Si l'on s'entend aisément sur ces considérations, le problème est celui de déterminer l'attitude du droit devant le phénomène de l'état d'exception. Le droit peut-il réglementer cet état et prévoir les aménagements qui doivent être apportés aux institutions étatiques en vue de parer au danger ? Des difficultés considérables apparaissent. Elles tiennent au caractère même des situations d'exception qui, liées à l'histoire, échappent en grande partie aux prévisions humaines. Elles tiennent aussi à la valeur que l'État moderne attribue aux principes qu'il a posés en vue de défendre les droits individuels.
Et pourtant, le problème de l'état d'exception se pose à l'État démocratique avec acuité. Les situations d'exception n'ont cessé, dans la vie politique, de s'amplifier et de se diversifier. Aux hypothèses de guerre et d'insurrection, modalités traditionnelles des situations d'exception, se sont ajoutées les variétés multiples de crises économiques et sociales qu'a entraînées l'avènement de la société industrielle. Ces situations ont revêtu une importance et une fréquence telles que les frontières entre période normale et période de crise tendent à s'estomper. L'État démocratique a dû élaborer des solutions qui se concilient avec les principes fondamentaux auxquels il est attaché. Le sens donné à l'idée de démocratie, la réponse apportée au problème des rapports entre les organes du pouvoir, les traditions politiques et le degré de développement économique de l'État expliquent la variété des solutions retenues.
Le problème de la légitimité
État d'exception et État constitutionnel
Le problème de l'état d'exception est dominé par une apparente incompatibilité entre les exigences d'une situation d'exception et les principes qui caractérisent l'État constitutionnel.
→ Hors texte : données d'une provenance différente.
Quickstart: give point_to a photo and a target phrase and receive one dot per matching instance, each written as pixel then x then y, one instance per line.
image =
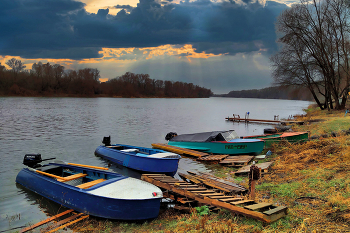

On s'accorde à reconnaître que pour défendre l'État, en cas de péril grave, il faut laisser aux autorités politiques une grande liberté d'action, leur attribuer des pouvoirs étendus, de nature à restreindre et même à suspendre les droits individuels fondamentaux, et enfin réaliser une concentration des compétences autour de l'organe exécutif, considéré comme le plus apte par sa nature à assurer la sauvegarde du groupe social. Ces exigences élémentaires de l'état d'exception peuvent être aisément satisfaites dans les formes d'organisation étatique qui écartent une répartition rigide des compétences. Le problème de l'état d'exception est ignoré dans les régimes de pouvoir absolu, et ne soulevait pas de difficultés dans les démocraties socialistes ; il se pose essentiellement pour l'État constitutionnel libéral.
Les nécessités naturelles de l'état d'exception se heurtent en effet aux principes fondamentaux qui caractérisent l'État constitutionnel : le principe de légalité et le principe démocratique. L'État constitutionnel est un État de droit dont l'organisation et le fonctionnement sont minutieusement définis par la loi. Un ensemble complexe de formes et de procédures, une répartition subtile et une limitation stricte des pouvoirs protègent efficacement la liberté, mais se révèlent difficilement applicables en période de crise. L'État constitutionnel est aussi un État démocratique qui admet la participation du peuple au pouvoir, mais les modalités diverses de cette participation, qu'il s'agisse de démocratie représentative ou de démocratie directe, sont inutilisables quand apparaît une situation d'exception.
Le fondement de l'état d'exception
Pour justifier l'état d'exception, plusieurs attitudes ont été adoptées. On a souvent voulu rester réticent à son égard, en ne l'admettant que sur le plan de l'opportunité politique. Sans prétendre qu'il faille sacrifier l'intérêt de l'État à la rigueur de certains principes, on estime que ce sont seulement des considérations politiques qui rendent excusable la méconnaissance du droit par les autorités gouvernementales en période de crise et que les mesures d'exception, si elles peuvent être absoutes en fait, restent irrégulières. Cette position, souvent affirmée dans les pays anglo-saxons, semble trop ignorer l'importance revêtue aujourd'hui par les situations d'exception.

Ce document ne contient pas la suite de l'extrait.